In 2015 the population of London reached 8.6 million - the highest on record since 1939
 
POPULATION PRESSURES

London has seen large increases in its population over the last 20 years. The city reached 8.6 million residents in 2015, and is set to continue its rapid growth - by 2025 London’s population is projected to grow by over one million people. This has far-reaching implications on all property in the capital and, in particular, housing. With the number of new homes being built already behind most measures of need, we will need a step change in housing supply to keep up.

Official government population projections are the foundation of planning just how many homes we need. Forecasting population is very tricky and, more often than not, those projections are lower than the reality. The 2011 census found 105,000 more people living in London than had been forecast in the 2010 based population projections. This theme continues in more recent projects, with consistent under forecasting. 
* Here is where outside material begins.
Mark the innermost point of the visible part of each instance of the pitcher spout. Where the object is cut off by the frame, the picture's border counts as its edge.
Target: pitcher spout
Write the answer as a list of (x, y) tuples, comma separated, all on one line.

The impact of London’s growing population is further exaggerated by an equally important component – household size. The size of households in the UK has been falling for several decades and London is no different. This is due to a complex mix of demographic factors, and pressure on the space available in existing stock is increasing, driven both by our tendency to want more space as we get wealthier as well as cultural and lifestyle changes.

The 2011 census, however, actually showed that London household size bucked that trend and increased slightly. The affordability pressures in London, that have in most instances been exacerbated in recent years, have seen one of the few flexors moving to cope with high prices. While a buyer or renter cannot often change the price of their home, they can opt for a smaller property or club together with friends and family to afford the home they want to live in. Affordability pressures have also delayed the formation of new households. There has been a sharp increase in the number of 20 – 34 year olds living with parents in recent years.

Larger households are also a feature of the private rented sector (PRS) as available space is used more intensively to keep costs down. The PRS, by its nature, is more efficient in using space than owner occupied. Rising costs of housing for all tenures has led to more ‘hutching up ‘ in rented homes. If household sizes across all tenures in London were similarly large, the effect on housing need would be significant. We estimate that we would only need to be building 18,000 homes per year to accommodate the growing population. While shifting household size can adapt to affordability constraints, we should be aiming for a city whose residents can afford their own private space.

 
SETTLING ON A FIGURE
House building in the capital did not keep up with the growing population throughout the 2000s. Part of the challenge for a healthier housing market is building enough to make up for the shortfall from the past, closing the gap between how many homes were built and how many were needed. At 2015, we estimate that there is currently a shortfall of 45,000 homes – that is more than double the number of homes built in 2014.

So, how many homes does London need to house its growing and changing households? This largely depends on what type of London we would like in the next decade. For a city that would accommodate its population in a similar vein as today, we would need to build at least 46,000 homes each year. But for a more aspiring future, one where we have a rich mix of housing to deal with a global city’s ever changing needs, we would need to be far more ambitious and build 79,000 homes each year.

Both these figures are higher than the 42,000 homes that the Greater London Authority (GLA) current strategy suggests. Those figures are based on London’s capacity to build as evidenced in the Strategic Housing Land Availability Assessment rather than the full scale of need. The Strategic Housing Market Assessment, which is a better representation of need as it takes into consideration household growth, suggests the housing requirement is more in the region of 62,000 homes each year.